Minha primeira razão para me afastar do governo federal que antecedeu o atual foi essa: o ex-presidente não tinha ética, honra, nada disso. Sobretudo, renunciava totalmente à verdade. E esse posicionamento, superior até mesmo ao meu compromisso político/ideológico, afastou-me de qualquer tentativa de aproximação com aquele genocida agora inelegível. Por isso, e para defender a regra do jogo, votei na oposição ao sujeitinho. E ele perdeu, felizmente.

Agora estamos diante de um fato grave que acontece na Venezuela e onde o atual presidente, o socialista (sic!) Nicolás Maduro, fraudou uma eleição e se recusa e deixar o poder para o eleito Edmundo González, o "poste" de María Corina Machado, a que vai mandar realmente. Quem é ela? Trata-se de uma das fundadoras do Fórum de Madrid, entidade de extrema direta que reúne pessoas como Javier Milei, Giorgia Meloni, Eduardo Bolsonaro, Bia Kics e outros. Filha do magnata Enrique Machado Zuloaga, morto ano passado, quer de volta o império siderúrgico familiar Sivensa e a privatização da PDVSA e de todo o restante das empresas públicas da Venezuela, bem como o fim das conquistas sociais dos governos anteriores. Quer à disposição de seus interesses os 303,8 bilhões de barris de petróleo das reservas do pais, cerca de 18 por cento de tudo o quanto existe no mundo. Só isso por enquanto...

Então por que defender a retirada do poder de  Nicolás Maduro para entregá-lo a tal pessoa?  Simples: a reeleição de Maduro foi um golpe, um jogo sujo, imundo. Uma fraude. E se hoje Corina Machado e seu poste têm a preferência dos venezuelanos, isso se deve à corrupção e aos desmandos do atual presidente. Essa candidata à qual se quer dar a presidência de fato da Venezuela é um bom negócio para seu país? Não, ela é muito ruim. Mas o "poste" ganhou as eleições da mesma forma como aconteceu com Lula, que sobreviveu a uma tentativa de golpe de estado concretizada no 08 de janeiro do ano passado.

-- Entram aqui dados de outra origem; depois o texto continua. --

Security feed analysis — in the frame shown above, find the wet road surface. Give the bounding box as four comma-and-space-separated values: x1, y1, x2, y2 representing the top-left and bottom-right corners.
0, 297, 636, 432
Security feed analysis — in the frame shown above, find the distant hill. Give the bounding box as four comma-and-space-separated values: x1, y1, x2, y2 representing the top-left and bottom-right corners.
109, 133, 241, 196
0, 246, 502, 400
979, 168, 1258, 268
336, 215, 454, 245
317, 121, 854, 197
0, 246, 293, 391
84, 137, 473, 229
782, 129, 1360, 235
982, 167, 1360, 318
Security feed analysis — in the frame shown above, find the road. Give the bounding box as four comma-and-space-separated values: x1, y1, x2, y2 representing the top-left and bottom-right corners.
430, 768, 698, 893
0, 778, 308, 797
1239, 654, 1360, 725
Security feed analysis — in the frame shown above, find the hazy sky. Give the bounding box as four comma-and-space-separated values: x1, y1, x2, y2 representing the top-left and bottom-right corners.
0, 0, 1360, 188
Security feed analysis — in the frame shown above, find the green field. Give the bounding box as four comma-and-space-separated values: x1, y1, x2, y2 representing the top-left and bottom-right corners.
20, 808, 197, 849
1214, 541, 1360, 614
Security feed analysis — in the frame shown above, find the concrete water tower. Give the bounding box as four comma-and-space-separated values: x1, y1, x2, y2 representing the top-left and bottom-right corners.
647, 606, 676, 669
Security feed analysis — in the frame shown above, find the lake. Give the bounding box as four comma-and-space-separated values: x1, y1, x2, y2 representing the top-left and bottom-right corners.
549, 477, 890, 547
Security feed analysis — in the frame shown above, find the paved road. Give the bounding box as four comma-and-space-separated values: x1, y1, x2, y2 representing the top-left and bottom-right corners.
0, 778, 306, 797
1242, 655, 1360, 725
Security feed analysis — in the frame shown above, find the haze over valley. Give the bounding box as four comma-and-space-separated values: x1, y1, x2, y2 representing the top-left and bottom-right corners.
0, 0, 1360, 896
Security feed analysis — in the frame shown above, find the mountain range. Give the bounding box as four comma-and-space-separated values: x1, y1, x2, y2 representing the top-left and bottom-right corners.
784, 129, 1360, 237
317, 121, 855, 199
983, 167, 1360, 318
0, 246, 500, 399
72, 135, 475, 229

Nem sempre é possível escolher o melhor. Mas sempre de deve respeitar a regra do jogo.

PS: creio com esse texto ter explicado a uma pessoa que respeito porque estou apoiando uma fascista.                    

4 de agosto de 2024

Campanha de saúde política


Quando estive no Chile pela última vez a presidente era  Michelle Bachelet. Nós, turistas, fizemos um city tour pela capital e subimos uma colina de onde se tinha bela paisagem de Santiago. O guia disse a certa altura que iria voltar antes de chegar ao topo porque ele não queria passar diante da residência do ex-ditador. Argumentei que Pinochet já não mandava nada, mas o rapaz simplesmente completou: "Não vamos passar por lá". E ponto final!

O que acontecia era simples: ainda havia no Chile milhares de viúvas da ditadura deles, todas saudosas dos tempos de prisões ilegais, torturas e assassinatos. Como aconteceu no Brasil... Tudo o que um guia de turismo não queria fazer era colocar em perigo as pessoas que estavam sendo levadas a passeios. Durante o tempo que se passou após isso, Bachelet governou para mostrar aos chilenos que democracia é muito melhor. Foi sucedida por um presidente de direita, mas que jogou com a regra do jogo. Depois veio Gabriel Boric, socialista moderno e capaz de entender que o antiamericanismo é hoje um cadáver insepulto na maioria dos países onde se elegeram presidentes de visão socialista. Como na Colômbia de Gustavo Petro, por exemplo.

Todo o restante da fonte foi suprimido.